The Canadian telecom providers offers one of the top tier and most affordable telecom services on the globe, ranking third out of 100 countries in internet affordability. Likewise, Canada was also ranked in 2021 as first in the G7 for affordable wireless services by global accounting firm PwC. However, these studies are again and again overlooked while placing more consideration on one-dimensional and inaccurate studies which coveys wrong data about the country's telecom prices and affordability. These include the Finnish consultancy, Rewheel's studies; the's fixed broadband price study, and price comparison reports


The study concentrates on the median of surveyed broadband plans to improve its nation's rankings. Utilizing this median price guarantees that broadband expenses in Canada are 27% higher than in the U.S. However, the real dataset utilized by recounts an alternate story. Between the Canadian and U.S. broadband plans calculated by, it appeared that Canada was offering the least expensive. By zeroing in on the median plan, independent of which plans purchasers chose, spreads the misleading notion that Canadians are billed more for broadband service. The controversial studies is made completely clear when its 2020 report is contrasted with its discoveries in 2019. For 2020, concluded that the average fixed broadband cost per month in Canada was $76.14 (U.S.) while the average cost monthly in 2019 was $34.86. Obviously, costs for fixed broadband internet in Canada didn't increase by any more than twofold in one year. As a matter of fact, in its pricing study, the public authority of Canada saw that throughout the last five years, Canadian broadband costs have moved downwards" and was lower than the U.S.
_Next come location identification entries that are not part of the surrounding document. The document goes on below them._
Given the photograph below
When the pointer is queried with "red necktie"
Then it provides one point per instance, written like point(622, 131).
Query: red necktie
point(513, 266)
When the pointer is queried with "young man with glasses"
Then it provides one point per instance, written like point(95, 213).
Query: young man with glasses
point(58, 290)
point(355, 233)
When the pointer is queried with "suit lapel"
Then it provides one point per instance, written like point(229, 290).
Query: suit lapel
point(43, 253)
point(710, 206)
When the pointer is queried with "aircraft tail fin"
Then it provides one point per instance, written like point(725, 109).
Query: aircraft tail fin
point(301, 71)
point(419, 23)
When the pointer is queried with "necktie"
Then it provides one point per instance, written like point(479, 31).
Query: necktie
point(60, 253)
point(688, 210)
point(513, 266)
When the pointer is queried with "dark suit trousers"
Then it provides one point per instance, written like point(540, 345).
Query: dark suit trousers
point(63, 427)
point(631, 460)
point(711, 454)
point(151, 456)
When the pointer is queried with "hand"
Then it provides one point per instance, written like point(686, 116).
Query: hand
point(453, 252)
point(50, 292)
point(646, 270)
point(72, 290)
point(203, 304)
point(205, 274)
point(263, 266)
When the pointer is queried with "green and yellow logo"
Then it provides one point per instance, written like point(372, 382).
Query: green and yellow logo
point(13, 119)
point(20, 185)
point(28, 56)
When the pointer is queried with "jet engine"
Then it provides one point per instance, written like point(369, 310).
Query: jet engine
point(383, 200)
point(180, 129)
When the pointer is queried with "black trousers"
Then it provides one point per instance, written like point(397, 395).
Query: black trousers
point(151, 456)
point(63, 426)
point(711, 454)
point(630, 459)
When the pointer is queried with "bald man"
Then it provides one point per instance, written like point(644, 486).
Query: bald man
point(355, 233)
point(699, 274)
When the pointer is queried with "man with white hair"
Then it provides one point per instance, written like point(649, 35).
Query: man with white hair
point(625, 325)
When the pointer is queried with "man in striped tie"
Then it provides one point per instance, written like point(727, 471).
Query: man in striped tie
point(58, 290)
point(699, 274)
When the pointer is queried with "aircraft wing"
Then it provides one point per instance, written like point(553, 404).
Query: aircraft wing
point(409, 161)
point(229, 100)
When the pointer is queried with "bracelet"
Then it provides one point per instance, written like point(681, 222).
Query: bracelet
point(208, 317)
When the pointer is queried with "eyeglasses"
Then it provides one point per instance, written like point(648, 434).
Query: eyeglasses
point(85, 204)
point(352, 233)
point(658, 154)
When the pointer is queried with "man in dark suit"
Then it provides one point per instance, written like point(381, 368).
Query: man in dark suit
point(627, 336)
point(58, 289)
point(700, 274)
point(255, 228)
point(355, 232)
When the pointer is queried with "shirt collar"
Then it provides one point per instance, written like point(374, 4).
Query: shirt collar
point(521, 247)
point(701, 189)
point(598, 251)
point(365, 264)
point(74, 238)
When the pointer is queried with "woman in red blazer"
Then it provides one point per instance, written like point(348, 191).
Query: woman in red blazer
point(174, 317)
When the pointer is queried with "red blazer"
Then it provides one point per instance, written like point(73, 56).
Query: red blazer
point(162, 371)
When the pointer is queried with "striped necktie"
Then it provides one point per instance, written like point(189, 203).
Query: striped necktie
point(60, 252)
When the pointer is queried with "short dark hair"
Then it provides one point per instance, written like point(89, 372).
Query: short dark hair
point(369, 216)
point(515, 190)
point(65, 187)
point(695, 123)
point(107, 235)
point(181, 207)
Furthermore, The fact that the three federal government agencies in charge of cautiously observing the telecommunications industry have all started that wireless costs in Canada are dropping rapidly isn't as reported as should be. As indicated by the CRTC, the average cost of wireless plans declined by 37% somewhere in the range between 2016 and 2019. Statistics Canada's Cellular service price index has declined 23% since January 2019, as opposed to its All-item Consumer Price index, which shows that the expense of all goods and services increased. At long last ISED's quarterly price monitoring has observed that most wireless plans that were studied have dropped somewhere in the range of 10 and 18 percent, in contrast with the benchmark costs gathered in 2020. 
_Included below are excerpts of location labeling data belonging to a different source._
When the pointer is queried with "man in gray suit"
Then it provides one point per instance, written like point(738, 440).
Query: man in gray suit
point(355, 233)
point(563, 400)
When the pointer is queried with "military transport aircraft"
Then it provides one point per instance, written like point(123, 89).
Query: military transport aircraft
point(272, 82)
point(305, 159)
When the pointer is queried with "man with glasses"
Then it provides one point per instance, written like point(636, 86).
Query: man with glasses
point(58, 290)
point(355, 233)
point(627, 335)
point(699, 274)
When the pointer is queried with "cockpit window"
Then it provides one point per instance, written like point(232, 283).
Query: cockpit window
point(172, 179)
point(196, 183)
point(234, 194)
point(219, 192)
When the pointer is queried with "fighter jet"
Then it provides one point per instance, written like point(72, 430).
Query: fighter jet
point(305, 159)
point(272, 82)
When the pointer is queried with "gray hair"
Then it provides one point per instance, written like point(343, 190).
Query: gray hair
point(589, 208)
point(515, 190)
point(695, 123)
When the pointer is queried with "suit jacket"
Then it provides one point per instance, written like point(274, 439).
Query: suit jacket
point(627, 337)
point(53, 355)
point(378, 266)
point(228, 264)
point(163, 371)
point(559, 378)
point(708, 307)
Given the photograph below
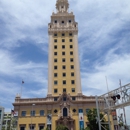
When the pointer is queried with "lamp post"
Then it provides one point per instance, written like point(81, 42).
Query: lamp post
point(32, 115)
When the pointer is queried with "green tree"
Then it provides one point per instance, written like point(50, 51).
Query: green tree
point(93, 124)
point(61, 127)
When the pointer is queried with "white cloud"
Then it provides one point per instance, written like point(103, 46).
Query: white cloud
point(115, 68)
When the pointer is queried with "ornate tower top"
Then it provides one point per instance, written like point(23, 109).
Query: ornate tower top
point(62, 5)
point(62, 20)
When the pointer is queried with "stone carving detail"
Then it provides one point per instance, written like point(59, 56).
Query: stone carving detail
point(62, 20)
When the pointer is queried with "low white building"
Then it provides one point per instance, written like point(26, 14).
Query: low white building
point(1, 116)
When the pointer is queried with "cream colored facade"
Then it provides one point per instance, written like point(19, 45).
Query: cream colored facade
point(64, 103)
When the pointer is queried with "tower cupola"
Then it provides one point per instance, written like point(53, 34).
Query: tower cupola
point(62, 6)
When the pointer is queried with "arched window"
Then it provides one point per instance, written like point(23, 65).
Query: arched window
point(65, 112)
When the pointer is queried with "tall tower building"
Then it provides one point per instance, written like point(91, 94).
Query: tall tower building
point(64, 70)
point(65, 104)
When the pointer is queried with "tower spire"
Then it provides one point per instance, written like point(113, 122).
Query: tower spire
point(62, 5)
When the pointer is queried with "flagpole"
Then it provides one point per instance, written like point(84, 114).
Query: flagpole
point(21, 87)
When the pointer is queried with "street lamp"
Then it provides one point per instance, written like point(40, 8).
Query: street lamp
point(32, 115)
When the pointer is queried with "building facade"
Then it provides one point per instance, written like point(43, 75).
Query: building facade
point(1, 116)
point(65, 104)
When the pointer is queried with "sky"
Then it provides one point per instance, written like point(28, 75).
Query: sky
point(104, 46)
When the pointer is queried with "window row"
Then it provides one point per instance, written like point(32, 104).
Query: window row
point(64, 98)
point(63, 74)
point(32, 113)
point(41, 113)
point(64, 90)
point(63, 60)
point(64, 67)
point(63, 82)
point(63, 53)
point(32, 127)
point(63, 40)
point(63, 34)
point(63, 46)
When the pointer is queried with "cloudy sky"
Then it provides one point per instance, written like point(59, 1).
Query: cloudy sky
point(104, 46)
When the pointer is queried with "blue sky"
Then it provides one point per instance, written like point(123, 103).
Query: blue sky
point(104, 46)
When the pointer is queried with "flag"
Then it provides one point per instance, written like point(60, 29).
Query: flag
point(22, 82)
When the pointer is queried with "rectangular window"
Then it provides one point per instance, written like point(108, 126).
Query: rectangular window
point(87, 110)
point(55, 53)
point(55, 98)
point(80, 110)
point(72, 66)
point(55, 67)
point(63, 46)
point(63, 67)
point(72, 82)
point(69, 21)
point(32, 127)
point(71, 40)
point(64, 82)
point(41, 127)
point(63, 34)
point(71, 46)
point(72, 74)
point(64, 90)
point(63, 53)
point(55, 21)
point(55, 34)
point(55, 74)
point(70, 34)
point(71, 53)
point(23, 113)
point(55, 40)
point(55, 60)
point(73, 98)
point(41, 112)
point(32, 113)
point(71, 59)
point(64, 98)
point(64, 74)
point(73, 89)
point(55, 82)
point(55, 90)
point(63, 60)
point(22, 127)
point(55, 47)
point(63, 40)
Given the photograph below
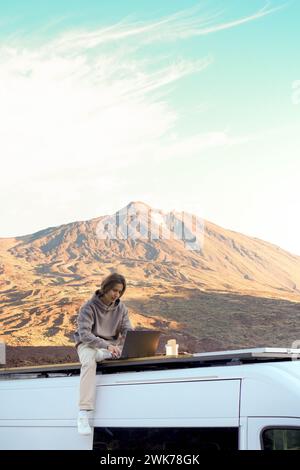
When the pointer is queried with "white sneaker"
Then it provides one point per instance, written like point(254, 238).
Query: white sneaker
point(102, 354)
point(83, 424)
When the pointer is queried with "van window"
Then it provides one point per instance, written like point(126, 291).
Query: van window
point(165, 439)
point(281, 439)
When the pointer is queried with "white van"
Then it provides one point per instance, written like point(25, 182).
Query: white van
point(244, 399)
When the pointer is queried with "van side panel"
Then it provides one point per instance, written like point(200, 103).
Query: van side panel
point(205, 403)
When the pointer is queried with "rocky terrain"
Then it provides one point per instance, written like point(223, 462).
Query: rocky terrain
point(209, 287)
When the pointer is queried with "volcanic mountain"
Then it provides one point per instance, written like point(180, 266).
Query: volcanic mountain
point(207, 286)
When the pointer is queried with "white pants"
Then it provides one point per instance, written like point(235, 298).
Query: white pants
point(87, 389)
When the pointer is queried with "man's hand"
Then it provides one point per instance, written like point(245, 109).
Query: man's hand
point(115, 351)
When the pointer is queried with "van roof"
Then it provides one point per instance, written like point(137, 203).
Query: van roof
point(207, 359)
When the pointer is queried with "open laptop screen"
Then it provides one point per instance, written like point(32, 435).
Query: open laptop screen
point(140, 343)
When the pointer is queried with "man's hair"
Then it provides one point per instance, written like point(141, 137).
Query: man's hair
point(109, 283)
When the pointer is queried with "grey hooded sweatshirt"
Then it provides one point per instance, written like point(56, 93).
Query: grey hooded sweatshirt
point(100, 325)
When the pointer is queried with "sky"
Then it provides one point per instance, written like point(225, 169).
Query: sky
point(184, 105)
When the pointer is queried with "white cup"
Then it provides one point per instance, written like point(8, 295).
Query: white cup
point(171, 350)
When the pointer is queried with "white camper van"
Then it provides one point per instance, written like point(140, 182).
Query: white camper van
point(244, 399)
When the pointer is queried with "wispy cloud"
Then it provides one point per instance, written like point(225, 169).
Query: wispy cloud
point(89, 99)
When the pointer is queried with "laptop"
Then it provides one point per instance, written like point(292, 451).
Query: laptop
point(140, 343)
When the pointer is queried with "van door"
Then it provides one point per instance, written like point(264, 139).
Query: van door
point(273, 433)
Indeed, even as costs declines and usage takes off, Canada's telecom network operators keep on investing billions year in year out into growing Canada's digital infrastructure with the goal of ensuring that Canada keeps up with its worldwide leadership in its quality of service by conveying cutting edge innovations. Moreover, as a result of these investments, Canada's telecom industry contributes over $74 billion in Gross domestic product and has created over 630,000 job opportunities across the country. 


Furthermore, Canada's internet affordability ranks only 32nd, while the U.S. comes in 21st out of 110 countries globally. And in terms of actual numbers, the cheapest broadband internet package in Canada can be purchased for 1 hour 43 minutes worth of work, while in the U.S. this number stands at 15 minutes less. And since 2020, The overall internet affordability in Canada has decreased by a total of 82%, mostly as a result of a fall in broadband affordability. All things considered, the mobile internet affordability is similar in both countries, although it is comparatively poor as Canadians have to work up to 3 minutes for 1GB of mobile data (42nd in the world), while Americans work 4 seconds less (41st). Overall, Canada's internet quality in the study was determined by its speed, stability, and improvement.